Ignore me, I'm a douche. And I can't wait to read more (no lie).

Unknown said...

All comments (minus Ben's) are welcome and appreciated here.

Chris said...

Good stuff. Looking forward to more.

P.S. Ben, I miss you.

Chris T. said...

OK, so you kept me up for a few more minutes after all!

Dude, that's huge. Not just that you have it, but that you are open and honest about it. I commend you for your courage.

And I can relate. Sort of. My depression diagnosis was 2004; not shocking, but still a life-changing moment. What would my wife think? My parents? My church???

I look forward to reading your future posts from this strange place they call "The Metroplex." Whatever. Bearsss...

Marc said...

Very nice, definitely looking forward to more

Jeri-Lou said...

I'm with you all the way on this one, just as I always have been.

Emily B. said...

This is so great. The only thing that might be better is if Ben started blogging his reactions to your blog. I think he'll have lots of time to do that this year, I hear the first year of law school is really low key and easy.

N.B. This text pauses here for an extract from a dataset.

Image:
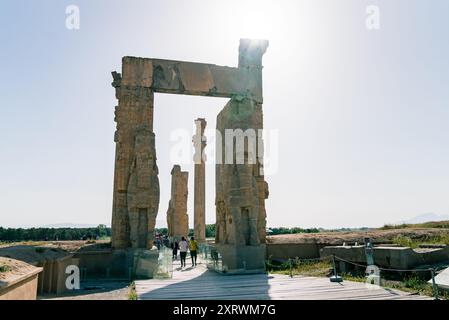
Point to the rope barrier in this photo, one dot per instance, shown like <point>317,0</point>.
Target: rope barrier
<point>385,269</point>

I'm really looking forward to the bus post.

Brad K said...

I remember when you and my sister got your scores and argued about who was smarter... then I said to myself I was going to beat both of you... that never happened haha

Unknown said...

Emily, that made me laugh out loud haha. Brad, I think we all knew that wasnt going to happen ;)

Jody said...

I'll tell anybody the bus story if he doesn't get around to it. I can do a better job.